Entorno DF: Impacto do reajuste seria menor com a indenização proposta em Medida Provisória

Por Rafael Martins

O reajuste de 18,39% nas tarifas das linhas semiurbanas do Entorno poderia ser menor, caso a Medida Provisória 654/14 tivesse sido aprovada. A ANTT creditou o reajuste na última sexta-feira (13) a fim de manter as condições financeiras e a continuidade dos serviços prestados pelas empresas, tendo em vista que a última alteração tarifária foi feita em julho de 2012, o que resultou numa tarifa inalterada por quase três anos.

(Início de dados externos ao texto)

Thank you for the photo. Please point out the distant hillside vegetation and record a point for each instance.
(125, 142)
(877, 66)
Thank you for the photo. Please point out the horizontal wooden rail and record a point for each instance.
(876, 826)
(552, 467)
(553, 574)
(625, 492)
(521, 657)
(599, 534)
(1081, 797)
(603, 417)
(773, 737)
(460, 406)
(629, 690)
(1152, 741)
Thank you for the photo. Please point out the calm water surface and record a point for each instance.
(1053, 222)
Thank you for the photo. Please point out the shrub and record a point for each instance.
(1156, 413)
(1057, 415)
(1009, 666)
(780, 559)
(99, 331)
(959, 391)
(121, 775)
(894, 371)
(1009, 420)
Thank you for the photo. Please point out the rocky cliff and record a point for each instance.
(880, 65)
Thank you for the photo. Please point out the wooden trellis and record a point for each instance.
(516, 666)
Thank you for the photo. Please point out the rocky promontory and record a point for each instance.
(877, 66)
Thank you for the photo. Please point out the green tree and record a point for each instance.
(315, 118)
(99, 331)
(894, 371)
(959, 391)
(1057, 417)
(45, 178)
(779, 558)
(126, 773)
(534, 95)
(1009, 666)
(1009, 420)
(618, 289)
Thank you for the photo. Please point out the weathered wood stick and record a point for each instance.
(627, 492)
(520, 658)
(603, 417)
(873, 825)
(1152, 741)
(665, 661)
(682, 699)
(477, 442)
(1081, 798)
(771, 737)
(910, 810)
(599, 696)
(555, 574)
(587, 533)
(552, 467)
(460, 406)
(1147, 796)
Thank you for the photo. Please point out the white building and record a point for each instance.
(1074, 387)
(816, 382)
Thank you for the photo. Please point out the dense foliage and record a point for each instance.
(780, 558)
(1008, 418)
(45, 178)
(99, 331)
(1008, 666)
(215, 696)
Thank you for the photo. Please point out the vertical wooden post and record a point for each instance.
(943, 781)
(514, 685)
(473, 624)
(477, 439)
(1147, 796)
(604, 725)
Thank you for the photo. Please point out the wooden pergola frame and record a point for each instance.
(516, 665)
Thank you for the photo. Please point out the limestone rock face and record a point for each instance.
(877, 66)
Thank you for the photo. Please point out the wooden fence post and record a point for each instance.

O cálculo da tarifa é feito levando em consideração a totalidade dos custos da operação, que inclui, entre outros elementos, o óleo diesel, que sofreu aumento de 27,43% nos últimos dois anos.

Devido ao período eleitoral e a outras matérias consideradas prioritárias, duas medidas provisórias perderam a vigência em dezembro de 2014 (MPs 653/14 e 654/14).

A Câmara dos Deputados, através da Comissão Mista de Orçamento, analisaria em agosto a Medida Provisória 654/14, que liberaria R$ 1,304 bilhão em créditos extraordinários para diversas ações. Em outubro a Comissão tentou reunir-se para a votação por duas vezes, sem sucesso. A proposta seria inicialmente analisada pela Comissão Mista de Orçamento. Em seguida, deveria ser votada pelos plenários da Câmara dos Deputados e do Senado e caso fosse aprovada, convertida em lei e sancionada pela Presidência da República.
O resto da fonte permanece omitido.